I’ve never met an avid reader who was also an asshole; I’m convinced the two are mutually exclusive. I’m a white, financially secure, American who empathetically did “the skedaddle” with Jeanette Walls in THE GLASS CASTLE, endured footbinding through Lisa See’s SNOW FLOWER AND THE SECRET FAN, feared Biafra alongside southeastern Nigerians in HALF OF A YELLOW SUN (Chimamanda Ngozi Adichie), struggled as a teenager with Scout to understand things that cannot be understood in TO KILL A MOCKINGBIRD, considered (for the first time) the impact of Germany’s occupation in France during WWII with help from Kristin Hannah and THE NIGHTINGALE, and on and on and on. And on.

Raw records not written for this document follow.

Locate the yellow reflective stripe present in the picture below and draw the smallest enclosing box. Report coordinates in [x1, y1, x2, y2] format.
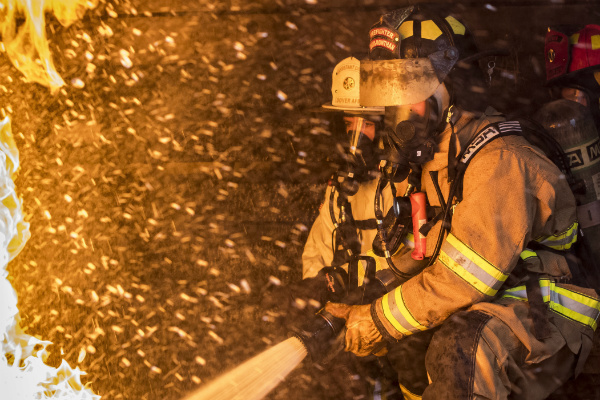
[592, 35, 600, 50]
[551, 284, 600, 330]
[439, 251, 498, 296]
[391, 286, 426, 332]
[421, 20, 442, 40]
[502, 293, 526, 301]
[382, 286, 427, 335]
[445, 16, 465, 35]
[366, 249, 384, 272]
[520, 249, 537, 260]
[501, 279, 600, 330]
[404, 232, 415, 249]
[446, 234, 506, 282]
[535, 222, 578, 250]
[399, 383, 422, 400]
[570, 33, 580, 44]
[381, 292, 411, 335]
[540, 279, 551, 302]
[550, 302, 598, 331]
[398, 21, 413, 39]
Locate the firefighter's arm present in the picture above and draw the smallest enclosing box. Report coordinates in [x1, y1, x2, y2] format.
[371, 145, 559, 341]
[302, 185, 340, 278]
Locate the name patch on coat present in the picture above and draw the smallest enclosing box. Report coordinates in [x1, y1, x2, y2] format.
[460, 121, 522, 164]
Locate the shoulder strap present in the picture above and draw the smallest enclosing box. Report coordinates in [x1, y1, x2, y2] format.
[453, 121, 524, 203]
[458, 121, 523, 168]
[517, 118, 583, 194]
[428, 120, 523, 266]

When I was a kid my mom would say, “There but for the grace of God go I.” Living vicariously through all these amazing characters is what brought the saying to life for me. A failing memory won’t allow me to source this, but I was once in a conversation where someone compared life to a baseball game where some start out at home plate, swinging at pitches of various speeds and complexity, and others start at first, or second, or even third base– so much closer to scoring a run by birthright. To carry the metaphor further, some never even get a chance at bat.
Usually assholes think they are inherently better than others. Often, like me, they were born on a base. While books allow those starting at home plate to take a swing by opening doors through education, they also enable those of us lucky enough to have an “easier start” to glean insight and understanding about what’s going on in the dugout. What I’m saying is, books bring people closer. They spark compassion and are a catalyst for change.
For the past two weeks, my evening reading time has been hijacked by the Olympics. It struck me that this long standing tradition serves a similar purpose. Yes, there are doping scandals and rivals that can’t use the word “healthy” as a descriptor (much like there are books that are absolute garbage), but largely it’s an event watched in great awe of the boundary-less talent and determination that exists in this world. The looks on the faces of the victors during medal ceremonies brings me to tears EVERY TIME, regardless of country of origin. You can see– right there on their faces– the effort and sacrifices that preceded the medal around their neck. There’s a moment, when I lock eyes with theirs, that I feel like I’m reading their story.
Confession: I realize that I’ve failed to fully connect these two thoughts and wrap this post up with a tidy bow, but I’m mighty tired. So, in summary, yay! books and the Olympics, boo assholes. Goodnight.